De Rossi’s discussion of tyranny at Corinth is more ample than his discussion of tyranny at Athens. It focuses not just on tyranny proper, but offers a wide-ranging consideration of aspects of economic and political life at Corinth, with exploration of such topics as commerce, sacred prostitution, shipping and navigation, and Corinth’s commercial relations with the Near East and Italy. De Rossi devotes considerable attention to the history of Corinth prior to Cypselus. In order to show a degree of continuity between the Corinth of Cypselus and that prior, de Rossi addresses the chronology of the rulers of Corinth prior to Cypselus, Corinth’s archaeological record, to the extent that it is useful to this inquiry, and Corinth’s place in myth and the Dorian invasion.
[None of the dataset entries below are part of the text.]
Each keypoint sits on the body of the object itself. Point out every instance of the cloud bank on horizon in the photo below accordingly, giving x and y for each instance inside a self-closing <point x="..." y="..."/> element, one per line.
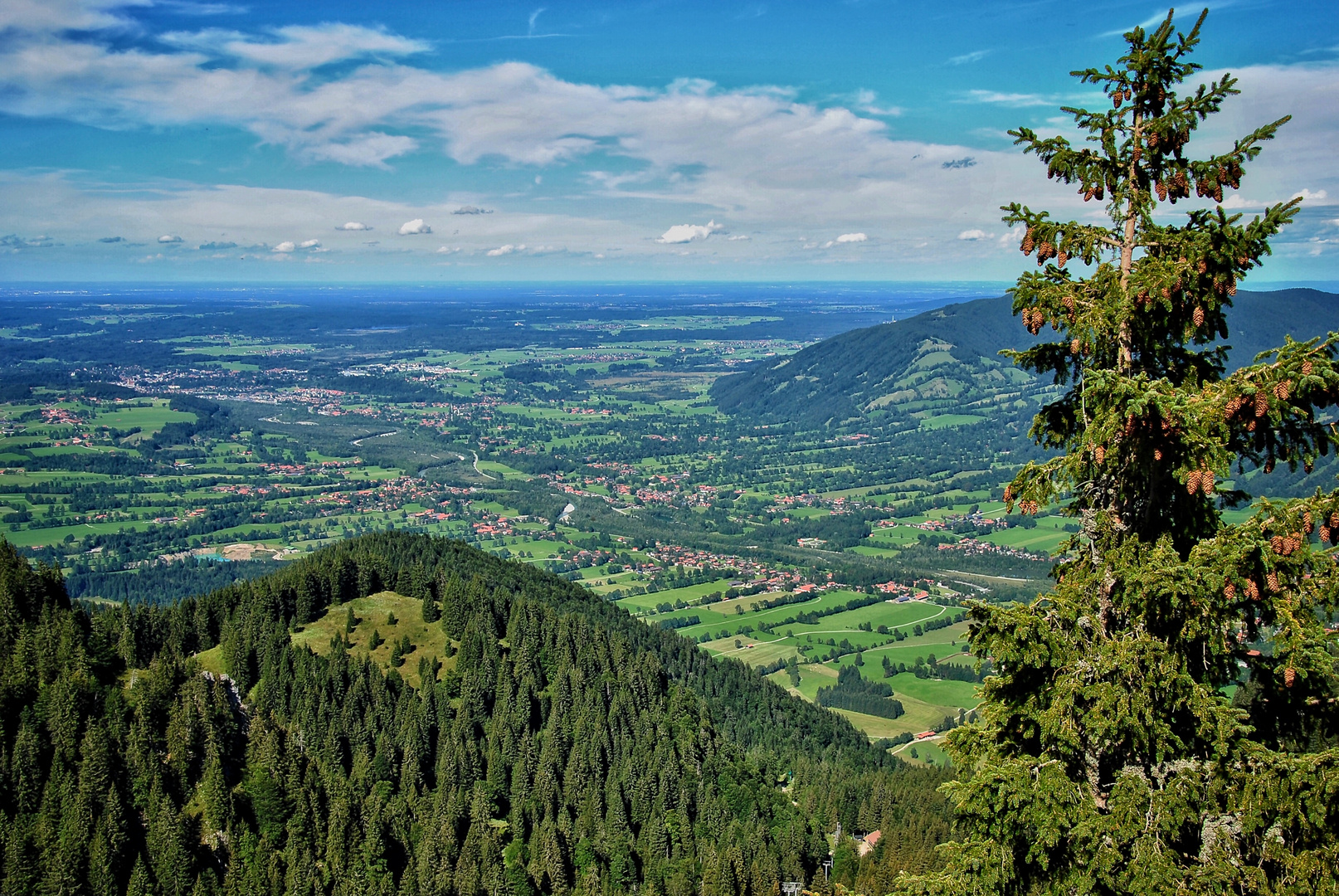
<point x="351" y="122"/>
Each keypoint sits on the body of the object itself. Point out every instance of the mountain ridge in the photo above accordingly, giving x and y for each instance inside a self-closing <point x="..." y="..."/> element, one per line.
<point x="950" y="357"/>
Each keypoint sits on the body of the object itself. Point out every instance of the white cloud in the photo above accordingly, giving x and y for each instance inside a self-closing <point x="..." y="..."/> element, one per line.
<point x="59" y="15"/>
<point x="299" y="47"/>
<point x="689" y="232"/>
<point x="769" y="163"/>
<point x="976" y="55"/>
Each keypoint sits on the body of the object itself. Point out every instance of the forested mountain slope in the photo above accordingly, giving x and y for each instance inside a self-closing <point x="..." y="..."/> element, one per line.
<point x="946" y="361"/>
<point x="568" y="749"/>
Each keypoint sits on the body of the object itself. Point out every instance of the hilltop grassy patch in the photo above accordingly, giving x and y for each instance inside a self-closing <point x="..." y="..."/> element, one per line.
<point x="371" y="615"/>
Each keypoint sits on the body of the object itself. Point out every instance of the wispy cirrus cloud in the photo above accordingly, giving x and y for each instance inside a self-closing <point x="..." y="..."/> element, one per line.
<point x="976" y="55"/>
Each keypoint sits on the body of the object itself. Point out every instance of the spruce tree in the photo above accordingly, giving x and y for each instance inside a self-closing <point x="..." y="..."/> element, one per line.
<point x="1109" y="758"/>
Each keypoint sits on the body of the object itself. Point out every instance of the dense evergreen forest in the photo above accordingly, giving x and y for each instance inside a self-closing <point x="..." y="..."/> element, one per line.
<point x="565" y="747"/>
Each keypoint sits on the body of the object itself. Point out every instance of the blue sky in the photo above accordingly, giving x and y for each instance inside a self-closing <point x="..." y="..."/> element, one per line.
<point x="453" y="141"/>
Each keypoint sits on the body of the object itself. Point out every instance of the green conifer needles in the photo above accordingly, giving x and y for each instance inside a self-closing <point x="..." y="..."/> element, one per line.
<point x="1110" y="758"/>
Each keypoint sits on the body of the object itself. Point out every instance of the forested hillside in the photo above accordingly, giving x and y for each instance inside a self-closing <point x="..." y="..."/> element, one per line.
<point x="946" y="361"/>
<point x="567" y="747"/>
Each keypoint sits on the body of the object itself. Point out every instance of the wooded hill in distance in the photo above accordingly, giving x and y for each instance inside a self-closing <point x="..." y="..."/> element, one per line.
<point x="946" y="362"/>
<point x="562" y="747"/>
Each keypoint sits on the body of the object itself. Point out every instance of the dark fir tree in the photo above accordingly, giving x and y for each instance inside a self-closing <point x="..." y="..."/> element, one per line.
<point x="1110" y="758"/>
<point x="565" y="749"/>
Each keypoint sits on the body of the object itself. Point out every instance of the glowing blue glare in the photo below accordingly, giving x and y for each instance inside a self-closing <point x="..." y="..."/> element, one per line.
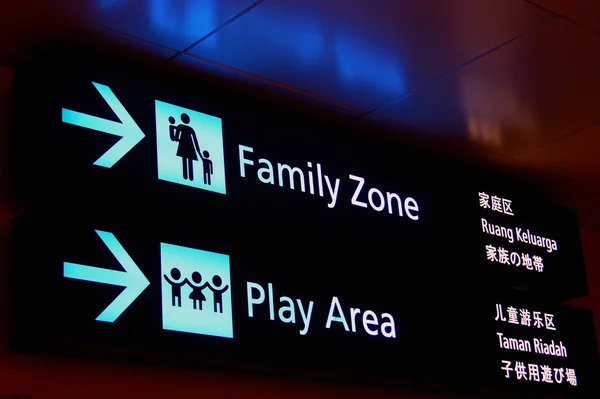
<point x="132" y="278"/>
<point x="130" y="132"/>
<point x="208" y="130"/>
<point x="185" y="318"/>
<point x="110" y="3"/>
<point x="191" y="18"/>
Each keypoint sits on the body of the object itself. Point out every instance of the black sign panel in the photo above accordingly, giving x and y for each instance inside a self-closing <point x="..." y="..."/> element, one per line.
<point x="168" y="225"/>
<point x="280" y="310"/>
<point x="150" y="150"/>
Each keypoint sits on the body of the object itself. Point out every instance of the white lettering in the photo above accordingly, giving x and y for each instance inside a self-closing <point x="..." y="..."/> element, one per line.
<point x="381" y="205"/>
<point x="370" y="318"/>
<point x="251" y="299"/>
<point x="306" y="315"/>
<point x="332" y="191"/>
<point x="361" y="182"/>
<point x="335" y="304"/>
<point x="244" y="161"/>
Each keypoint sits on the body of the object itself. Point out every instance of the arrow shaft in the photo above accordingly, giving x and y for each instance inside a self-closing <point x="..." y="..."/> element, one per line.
<point x="132" y="278"/>
<point x="95" y="274"/>
<point x="92" y="122"/>
<point x="126" y="128"/>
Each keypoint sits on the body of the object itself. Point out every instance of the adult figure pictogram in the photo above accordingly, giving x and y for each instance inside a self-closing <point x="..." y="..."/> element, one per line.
<point x="188" y="148"/>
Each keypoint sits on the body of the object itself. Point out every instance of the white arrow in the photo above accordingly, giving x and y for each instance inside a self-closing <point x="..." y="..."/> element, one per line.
<point x="130" y="132"/>
<point x="132" y="278"/>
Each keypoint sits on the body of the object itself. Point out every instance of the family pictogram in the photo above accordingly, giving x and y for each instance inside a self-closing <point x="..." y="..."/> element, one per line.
<point x="188" y="148"/>
<point x="197" y="285"/>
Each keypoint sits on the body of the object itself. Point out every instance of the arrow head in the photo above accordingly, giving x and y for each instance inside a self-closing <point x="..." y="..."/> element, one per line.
<point x="127" y="129"/>
<point x="134" y="281"/>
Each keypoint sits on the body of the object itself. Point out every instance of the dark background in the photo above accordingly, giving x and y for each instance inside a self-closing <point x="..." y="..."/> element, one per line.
<point x="419" y="271"/>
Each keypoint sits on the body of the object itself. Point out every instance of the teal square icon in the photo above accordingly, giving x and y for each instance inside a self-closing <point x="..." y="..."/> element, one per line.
<point x="196" y="291"/>
<point x="189" y="148"/>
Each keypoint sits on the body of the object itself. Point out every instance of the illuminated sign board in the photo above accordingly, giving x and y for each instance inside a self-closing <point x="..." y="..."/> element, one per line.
<point x="108" y="142"/>
<point x="195" y="227"/>
<point x="102" y="288"/>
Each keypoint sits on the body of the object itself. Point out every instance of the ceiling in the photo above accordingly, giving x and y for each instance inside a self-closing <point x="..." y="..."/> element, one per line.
<point x="518" y="80"/>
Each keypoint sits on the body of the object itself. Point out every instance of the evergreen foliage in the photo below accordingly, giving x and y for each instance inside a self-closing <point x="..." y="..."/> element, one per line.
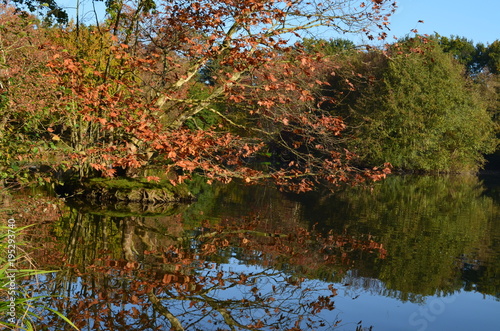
<point x="420" y="113"/>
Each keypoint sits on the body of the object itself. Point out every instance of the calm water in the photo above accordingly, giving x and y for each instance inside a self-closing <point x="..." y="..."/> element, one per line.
<point x="411" y="253"/>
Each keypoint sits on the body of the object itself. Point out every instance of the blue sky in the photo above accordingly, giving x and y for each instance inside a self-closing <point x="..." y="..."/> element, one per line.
<point x="478" y="20"/>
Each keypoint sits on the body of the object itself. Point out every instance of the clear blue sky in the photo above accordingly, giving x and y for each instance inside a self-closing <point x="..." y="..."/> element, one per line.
<point x="478" y="20"/>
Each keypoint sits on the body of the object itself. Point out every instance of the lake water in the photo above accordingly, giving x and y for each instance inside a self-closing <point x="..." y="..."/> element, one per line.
<point x="410" y="253"/>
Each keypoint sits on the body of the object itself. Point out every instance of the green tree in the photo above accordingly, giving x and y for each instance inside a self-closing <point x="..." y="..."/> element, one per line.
<point x="421" y="113"/>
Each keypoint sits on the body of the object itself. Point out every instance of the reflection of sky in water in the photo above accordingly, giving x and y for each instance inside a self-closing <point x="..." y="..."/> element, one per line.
<point x="354" y="303"/>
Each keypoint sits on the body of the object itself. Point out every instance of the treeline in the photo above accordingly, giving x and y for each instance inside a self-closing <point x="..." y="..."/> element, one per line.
<point x="425" y="103"/>
<point x="217" y="88"/>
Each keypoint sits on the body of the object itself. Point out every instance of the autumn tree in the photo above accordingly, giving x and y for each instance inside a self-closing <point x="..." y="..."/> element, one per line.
<point x="416" y="109"/>
<point x="131" y="91"/>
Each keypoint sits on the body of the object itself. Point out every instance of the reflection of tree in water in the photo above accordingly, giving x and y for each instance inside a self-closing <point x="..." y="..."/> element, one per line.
<point x="140" y="273"/>
<point x="429" y="226"/>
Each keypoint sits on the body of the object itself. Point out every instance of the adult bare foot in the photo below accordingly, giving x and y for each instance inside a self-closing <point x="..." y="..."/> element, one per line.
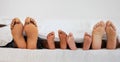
<point x="31" y="31"/>
<point x="17" y="33"/>
<point x="63" y="39"/>
<point x="71" y="42"/>
<point x="111" y="35"/>
<point x="50" y="40"/>
<point x="87" y="41"/>
<point x="97" y="34"/>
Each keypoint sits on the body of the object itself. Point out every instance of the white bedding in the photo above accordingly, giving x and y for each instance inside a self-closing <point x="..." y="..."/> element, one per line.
<point x="77" y="27"/>
<point x="58" y="55"/>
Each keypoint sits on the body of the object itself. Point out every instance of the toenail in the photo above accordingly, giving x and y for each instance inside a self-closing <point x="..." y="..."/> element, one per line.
<point x="17" y="22"/>
<point x="27" y="23"/>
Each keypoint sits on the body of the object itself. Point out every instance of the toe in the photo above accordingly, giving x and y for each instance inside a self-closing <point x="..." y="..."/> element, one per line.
<point x="27" y="20"/>
<point x="70" y="34"/>
<point x="14" y="22"/>
<point x="33" y="22"/>
<point x="108" y="23"/>
<point x="60" y="31"/>
<point x="113" y="26"/>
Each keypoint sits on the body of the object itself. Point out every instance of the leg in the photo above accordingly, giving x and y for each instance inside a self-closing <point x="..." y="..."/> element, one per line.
<point x="63" y="39"/>
<point x="87" y="41"/>
<point x="31" y="31"/>
<point x="17" y="33"/>
<point x="71" y="42"/>
<point x="111" y="35"/>
<point x="97" y="34"/>
<point x="50" y="40"/>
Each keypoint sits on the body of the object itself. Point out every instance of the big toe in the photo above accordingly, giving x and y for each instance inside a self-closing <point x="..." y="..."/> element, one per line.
<point x="27" y="20"/>
<point x="14" y="22"/>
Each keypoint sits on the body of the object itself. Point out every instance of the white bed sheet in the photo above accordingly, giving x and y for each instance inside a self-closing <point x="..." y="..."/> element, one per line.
<point x="77" y="27"/>
<point x="58" y="55"/>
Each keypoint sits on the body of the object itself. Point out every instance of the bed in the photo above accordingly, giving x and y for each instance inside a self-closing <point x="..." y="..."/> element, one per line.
<point x="57" y="55"/>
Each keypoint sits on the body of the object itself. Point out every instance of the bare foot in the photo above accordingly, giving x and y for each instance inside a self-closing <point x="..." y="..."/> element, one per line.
<point x="17" y="33"/>
<point x="97" y="34"/>
<point x="31" y="31"/>
<point x="111" y="35"/>
<point x="87" y="41"/>
<point x="50" y="40"/>
<point x="71" y="42"/>
<point x="63" y="39"/>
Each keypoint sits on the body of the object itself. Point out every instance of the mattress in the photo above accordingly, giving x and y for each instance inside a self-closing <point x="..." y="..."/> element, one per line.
<point x="58" y="55"/>
<point x="77" y="27"/>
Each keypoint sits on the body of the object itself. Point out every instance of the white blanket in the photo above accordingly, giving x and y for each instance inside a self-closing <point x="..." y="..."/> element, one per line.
<point x="77" y="27"/>
<point x="58" y="55"/>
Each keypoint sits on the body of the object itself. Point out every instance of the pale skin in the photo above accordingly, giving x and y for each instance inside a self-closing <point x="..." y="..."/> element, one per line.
<point x="111" y="35"/>
<point x="50" y="40"/>
<point x="97" y="34"/>
<point x="31" y="32"/>
<point x="63" y="39"/>
<point x="87" y="41"/>
<point x="71" y="42"/>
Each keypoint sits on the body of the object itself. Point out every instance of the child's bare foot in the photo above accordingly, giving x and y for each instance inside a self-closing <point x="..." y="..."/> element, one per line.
<point x="63" y="39"/>
<point x="97" y="34"/>
<point x="111" y="35"/>
<point x="87" y="41"/>
<point x="71" y="42"/>
<point x="50" y="40"/>
<point x="31" y="31"/>
<point x="17" y="33"/>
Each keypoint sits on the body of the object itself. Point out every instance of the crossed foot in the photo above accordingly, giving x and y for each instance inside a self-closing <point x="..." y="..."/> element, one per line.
<point x="31" y="32"/>
<point x="98" y="32"/>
Subject to expansion in a contemplated second volume on Greek tyranny (x) and not organized into chapters or precisely defined subdivisions, de Rossi’s book is, by his own admission, prone to digression and does not always partake of a systematic, logical organization or structuring (“la trattazione mantiene un filo logico non sistematico, aperto alle digressioni….” [x]). De Rossi’s assessment of his work is accurate. The book makes many interesting observations, but is not always as focused as possible. Given the book’s emphases, scholars interested in Corinth may find the book more engaging than scholars of tyranny generally. In, approximately, the second half of the book, de Rossi’s discussion of the relation between Corinth’s history prior to Cypselus and myth becomes the dominant focus of the book, almost, at times, to the exclusion of discussion of tyranny itself.